Tiba-tiba Buto ijo sudah berada dihadapannya, Adid yang terkejut langsung bersujud di hadapan sang Buto.

"Mana tumbalku, Adid?" bentak Buto ijo menatap Adid dengan nyalang.

"Ampuni hamba gusti, hamba belum bisa mendapatkannya. Hamba janji akan segera mendapatkannya, mohon beri hamba waktu lagi" ucap Adid bergetar menahan ketakutan.

"Tidak.. Aku tak mau mendengar alasan apapun, sekarang sudah saatnya kamu menjadi budakku" teriak Buto ijo yang marah.

"Ampun gusti, hamba masih ingin hidup" ucap Adid memelas sambil menangis.

Namun Buto ijo tak menggubris permohonan Adid, perlahan Buto ijo mencekik leher Adid dan memutar tubuh Adid, kemudian melemparkannya ke tembok. Bukan hanya sekali, tubuh Adid berulang kali dilemparnya. Adid hanya bisa pasrah, darah terus mengalir dari kepalanya.

Setelah puas, Buto ijo menginjak tubuh Adid yang sudah tak berdaya sampai Adid melotot karena sesak menahan sakit yang teramat sangat. Tak cukup sampai di situ, Buto ijo mengalungkan rantai ke kepala Adid, lalu diseretnya dibawa ke alam siluman.
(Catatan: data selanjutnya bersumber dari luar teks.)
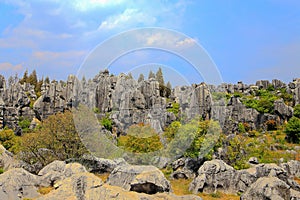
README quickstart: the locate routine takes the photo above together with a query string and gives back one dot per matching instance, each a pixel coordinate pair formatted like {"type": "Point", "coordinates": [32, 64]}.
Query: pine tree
{"type": "Point", "coordinates": [25, 77]}
{"type": "Point", "coordinates": [129, 75]}
{"type": "Point", "coordinates": [160, 77]}
{"type": "Point", "coordinates": [169, 85]}
{"type": "Point", "coordinates": [141, 78]}
{"type": "Point", "coordinates": [47, 80]}
{"type": "Point", "coordinates": [151, 75]}
{"type": "Point", "coordinates": [32, 79]}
Beberapa hari kemudian jasad Adid baru ditemukan warga yang mencium bau tak sedap di rumah Adid. Kondisi mayat Adid sangat memprihatinkan. Selain tubuhnya sudah membusuk juga lebam biru memenuhi tubuhnya, darah yang sudah menghitam dari kepalanya. Di dadanya terdapat lubang menganga yang terus mengeluarkan nanah dengan bau yang menyengat.
Setelah kematian Adid, toko sembakonya semuanya terbakar. Rumah megahnya ikut ambruk tanpa sebab.

Nunung memulai hidup baru menjadi guru mengaji di pesantren kyai Sukma. Walaupun hidupnya sederhana tapi kini Nunung sangat bahagia.

Di alam lain, Adid terus disiksa. Setiap hari tubuhnya diseret dan dicambuk makhluk mengerikan, penyesalannya sekarang sudah tak berguna.

Itulah akhir hidup orang yang bersekutu dengan iblis.

~SEKIAN~

Hikmah yang bisa diambil :
Jangan pernah menyekutukan Allah, hanya untuk harta dan kekayaan karena dunia hanyalah bersifat fana. Akhiratlah yang kekal.

Sifat serakah hanya akan menimbulkan kesengsaraan di kemudian hari.

Penyesalan selalu datang di akhir, berpikirlah sebelum melakukan sesuatu. Dekatkan diri kepada yang maha kuasa supaya dilindungi dari bahaya.

Sayangi keluarga, karena mereka harta yang paling berharga.